In Washington D.C. Acting Assistant Attorney General Loretta King said, “The Justice Department is committed to vigorously prosecuting law enforcement officers who willfully disregard the Constitution and abuse their authority to violate the rights of others. This sort of unlawful behavior, resulting in Ms. Johnston’s tragic death, undermines the efforts of law enforcement officers who honorably perform their duties.”
JUNNIER and SMITH pleaded guilty to the federal civil rights conspiracy charge, as well as voluntary manslaughter and related state charges in Fulton County ( Georgia) Superior Court, on April 26, 2007. Pursuant to their plea agreements, they are scheduled to be sentenced in state court on March 5, 2009, to the same sentence imposed in federal court, with the sentences to be served concurrently. TESLER initially declined to plead guilty and was indicted in state court on charges of violation of oath of office by a public officer, false imprisonment and false statements. In 2008, TESLER was convicted at trial in state court on the false statement charges, but that conviction has been reversed on appeal. Following the state trial, federal authorities re-evaluated TESLER’S case, conducted further investigation, and determined that federal prosecution of TESLER was appropriate. TESLER pleaded guilty to the federal charge on October 30, 2008.
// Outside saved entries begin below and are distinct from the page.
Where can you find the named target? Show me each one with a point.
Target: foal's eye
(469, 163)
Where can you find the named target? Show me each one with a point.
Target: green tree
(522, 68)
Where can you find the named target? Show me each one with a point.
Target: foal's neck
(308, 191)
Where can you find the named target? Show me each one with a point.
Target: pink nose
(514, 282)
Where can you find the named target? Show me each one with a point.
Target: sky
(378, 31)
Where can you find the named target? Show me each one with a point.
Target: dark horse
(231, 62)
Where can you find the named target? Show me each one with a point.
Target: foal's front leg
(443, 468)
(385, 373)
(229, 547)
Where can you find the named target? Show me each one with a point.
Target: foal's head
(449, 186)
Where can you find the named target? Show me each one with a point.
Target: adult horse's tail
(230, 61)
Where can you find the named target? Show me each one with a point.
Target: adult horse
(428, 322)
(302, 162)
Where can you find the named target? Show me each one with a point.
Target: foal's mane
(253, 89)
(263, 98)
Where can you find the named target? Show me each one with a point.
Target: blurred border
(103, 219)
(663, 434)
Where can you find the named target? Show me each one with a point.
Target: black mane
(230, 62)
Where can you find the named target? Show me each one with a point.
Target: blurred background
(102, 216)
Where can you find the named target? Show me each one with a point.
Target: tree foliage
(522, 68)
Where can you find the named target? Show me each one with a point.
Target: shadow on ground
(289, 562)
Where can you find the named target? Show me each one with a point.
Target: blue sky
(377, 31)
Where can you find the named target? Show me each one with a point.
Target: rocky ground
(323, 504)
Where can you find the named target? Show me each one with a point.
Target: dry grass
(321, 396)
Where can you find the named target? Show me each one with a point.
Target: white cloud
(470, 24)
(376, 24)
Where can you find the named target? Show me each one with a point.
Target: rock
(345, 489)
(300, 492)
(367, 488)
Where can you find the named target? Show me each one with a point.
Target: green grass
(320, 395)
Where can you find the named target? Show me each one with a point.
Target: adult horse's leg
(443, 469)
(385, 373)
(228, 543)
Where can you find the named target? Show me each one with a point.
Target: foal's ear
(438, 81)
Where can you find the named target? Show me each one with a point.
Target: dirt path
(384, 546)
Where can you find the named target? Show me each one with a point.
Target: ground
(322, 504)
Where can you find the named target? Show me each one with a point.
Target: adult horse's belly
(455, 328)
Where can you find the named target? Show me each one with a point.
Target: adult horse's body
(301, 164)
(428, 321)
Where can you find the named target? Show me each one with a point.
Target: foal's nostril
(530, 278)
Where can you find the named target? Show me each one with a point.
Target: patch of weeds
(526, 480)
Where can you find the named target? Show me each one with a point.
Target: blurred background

JUNNIER began cooperating truthfully with authorities shortly after the federal investigation began and provided valuable assistance in the investigation and prosecution of SMITH and TESLER. Additionally, JUNNIER’S cooperation led to guilty pleas to federal charges by two additional APD officers, including a separate civil rights offense committed by the sergeant who commanded the narcotics team involved in the shooting. SMITH cooperated to a more limited extent. Both former officers provided information relevant to a broader FBI investigation of misconduct by APD narcotics and other officers, which culminated in a report provided by the FBI to APD Chief Richard Pennington in October 2008 for consideration of potential administrative discipline against other APD officers. As a result of their cooperation, the Court reduced JUNNIER’s sentence by 40 percent and SMITH’s sentence by 20 percent. TESLER did not provide substantial assistance in the investigation and received no sentence reduction on that ground, although his sentence was reduced based on his lesser role in the conspiracy.